Section 7.24   Intercompany Transactions . Except as otherwise provided in this Agreement, since January 1, 2012, there has not been any transaction between Scripps and its Subsidiaries (other than the Scripps Newspaper Entities), on the one hand, and the Scripps Newspaper Entities, on the other hand, other than in the ordinary course of business consistent with past practice.

Section 7.25   Sufficiency of Transferred Assets . Subject to Section 2.04, as of the Newspaper Merger Effective Time, no Scripps Newspaper Assets will be owned or held by Scripps or any of the Scripps Broadcast Entities. As of the Newspaper Merger Effective Time, assuming the consummation of the transactions contemplated by Articles 2 and 3 and the availability of any assets and services contemplated to be made available to Newco and its Subsidiaries (including the Scripps Newspaper Entities) pursuant to the terms of the Transaction Agreements, the Scripps Newspaper Assets will be sufficient to conduct the Scripps Newspaper Business as currently conducted.

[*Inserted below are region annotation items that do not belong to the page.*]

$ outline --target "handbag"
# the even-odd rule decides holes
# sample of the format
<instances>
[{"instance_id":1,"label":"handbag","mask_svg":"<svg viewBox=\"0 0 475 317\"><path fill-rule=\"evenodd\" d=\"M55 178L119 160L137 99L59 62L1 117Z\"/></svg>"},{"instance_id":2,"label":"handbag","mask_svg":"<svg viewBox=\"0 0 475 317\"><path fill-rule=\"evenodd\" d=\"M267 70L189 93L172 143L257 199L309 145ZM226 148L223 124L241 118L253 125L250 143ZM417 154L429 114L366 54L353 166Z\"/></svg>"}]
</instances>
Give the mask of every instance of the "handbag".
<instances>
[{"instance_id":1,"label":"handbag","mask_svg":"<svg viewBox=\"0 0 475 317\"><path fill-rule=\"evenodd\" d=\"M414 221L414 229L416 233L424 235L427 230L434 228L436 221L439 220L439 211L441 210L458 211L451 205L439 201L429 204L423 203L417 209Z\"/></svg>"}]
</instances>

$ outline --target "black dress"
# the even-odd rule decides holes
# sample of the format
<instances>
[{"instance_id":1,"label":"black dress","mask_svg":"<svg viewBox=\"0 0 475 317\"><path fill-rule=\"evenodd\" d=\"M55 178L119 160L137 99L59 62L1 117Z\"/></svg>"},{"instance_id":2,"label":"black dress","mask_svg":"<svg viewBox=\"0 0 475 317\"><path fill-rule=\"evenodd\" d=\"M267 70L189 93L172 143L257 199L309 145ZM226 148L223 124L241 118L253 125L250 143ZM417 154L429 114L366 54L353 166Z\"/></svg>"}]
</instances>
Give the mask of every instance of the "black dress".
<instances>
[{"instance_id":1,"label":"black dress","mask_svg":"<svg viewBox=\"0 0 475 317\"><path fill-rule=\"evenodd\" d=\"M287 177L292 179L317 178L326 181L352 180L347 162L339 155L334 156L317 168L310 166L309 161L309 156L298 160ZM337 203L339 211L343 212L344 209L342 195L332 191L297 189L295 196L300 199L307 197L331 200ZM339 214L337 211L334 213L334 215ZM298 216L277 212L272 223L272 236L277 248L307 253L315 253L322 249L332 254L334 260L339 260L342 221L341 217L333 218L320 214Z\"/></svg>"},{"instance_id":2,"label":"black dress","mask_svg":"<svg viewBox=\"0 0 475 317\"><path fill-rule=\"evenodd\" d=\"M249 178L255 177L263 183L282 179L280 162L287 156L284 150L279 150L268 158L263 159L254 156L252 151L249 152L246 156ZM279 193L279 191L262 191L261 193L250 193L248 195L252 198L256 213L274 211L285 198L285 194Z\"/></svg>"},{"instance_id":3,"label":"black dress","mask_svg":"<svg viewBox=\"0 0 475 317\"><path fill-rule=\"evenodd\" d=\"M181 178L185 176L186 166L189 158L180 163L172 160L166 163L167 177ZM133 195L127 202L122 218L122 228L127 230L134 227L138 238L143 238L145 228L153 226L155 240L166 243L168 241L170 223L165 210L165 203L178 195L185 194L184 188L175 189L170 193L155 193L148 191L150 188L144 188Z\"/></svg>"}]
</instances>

Section 7.26   Tax Treatment . Neither Scripps nor any of its Affiliates has taken or agreed to take any action, and Scripps has no Knowledge of any fact or circumstance, that would (a) prevent the SMI Newspaper Contribution and the SMI Newspaper Distribution from qualifying as a reorganization within the meaning of Sections 368(a)(1)(D) and 355 of the Code; (b) prevent the SMI Newspaper Distribution from qualifying as tax-free under Section 355(a) of the Code to Scripps and as tax-free to SMI under Section 361(c) of the Code; (c) cause Section 355(e) of the Code to apply to the SMI Newspaper Distribution; (d) prevent the Scripps Newspaper Contribution and Scripps Newspaper Distribution from qualifying as a reorganization within the meaning of Sections 368(a)(1)(D) and 355 of the Code; (e) prevent the Scripps Newspaper Distribution from qualifying as tax-free under Section 355(a) of the Code to the Scripps Shareholders and as tax-free to Scripps under Section 361(c) of the Code; (f) cause Section 355(e) of the Code to apply to the Scripps Newspaper Distribution; (g) otherwise cause the Scripps Spinco Common Stock to fail to be treated as “qualified property” for purposes of Section 361(c)(2) of the Code; (h) prevent the Newspaper Mergers from qualifying as exchanges described in Section 351 of the Code and/or reorganizations described in Sections 368(a)(1)(B) and/or 368(a)(2)(E) of the Code; or (i) prevent the Broadcast Merger from qualifying as a reorganization described in Section 368(a) of the Code.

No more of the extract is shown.